« Même quand la blessure guérit, la cicatrice demeure. » – Publius Syrus
Le deuil de la santé, l’espoir et le combat face à la maladie
SPEM (« espoir »)
« Il a reçu l’annonce en pleine face, comme un boomerang à pleine vitesse. Un vrai choc. Il est sidéré, presque apathique. Le cancer l’aurait eu, se serait insinué lentement en lui, s’installant confortablement dans un nid douillet organique, bien au chaud, tricotant son réseau malin chaotique. Pourtant, à cet instant précis, il se sent comme une bulle de savon en apesanteur. Un mécanisme de défense a fait le vide émotionnel en lui, créant un espace-temps nu et lisse. Il regarde autour de lui, ne réalisant pas la situation. Les images sont floues, les sons dénués de sens, les odeurs sans intérêts… Pas d’écho, rien, juste le vide.

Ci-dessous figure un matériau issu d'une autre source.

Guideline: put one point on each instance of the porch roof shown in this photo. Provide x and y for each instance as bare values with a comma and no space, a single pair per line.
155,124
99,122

Puis vient le déni. Il commence à réaliser. « Mais ce n’est pas possible ! ». Ce n’est qu’un mauvais rêve, un cauchemar de mauvais gout qu’il refuse d’accepter pour vrai. Il conteste, cherche à vérifier l’information, se réfugiant derrière ce qu’il peut, un faux semblant, un faux sourire, un masque. Il n’a perdu ni de sa force vitale, ni de sa puissance ou son ardeur. Tout ça n’est qu’une mascarade.
Après la négation, la colère fait surface. Il se révolte, ses pulsions violentes quasi destructrices sont l’expression de son sentiment d’injustice. Il réalise que cette explosion n’est que le reflet de l’impossibilité de retour. « NON ! Laissez-la-moi, ma santé… ». Entité divine ou moi intérieur symbolisé, il marchande avec le vent, l’air, l’eau, la pluie. Ça y est. Il a réalisé. L’immortalité n’était qu’un fantasme illusoire.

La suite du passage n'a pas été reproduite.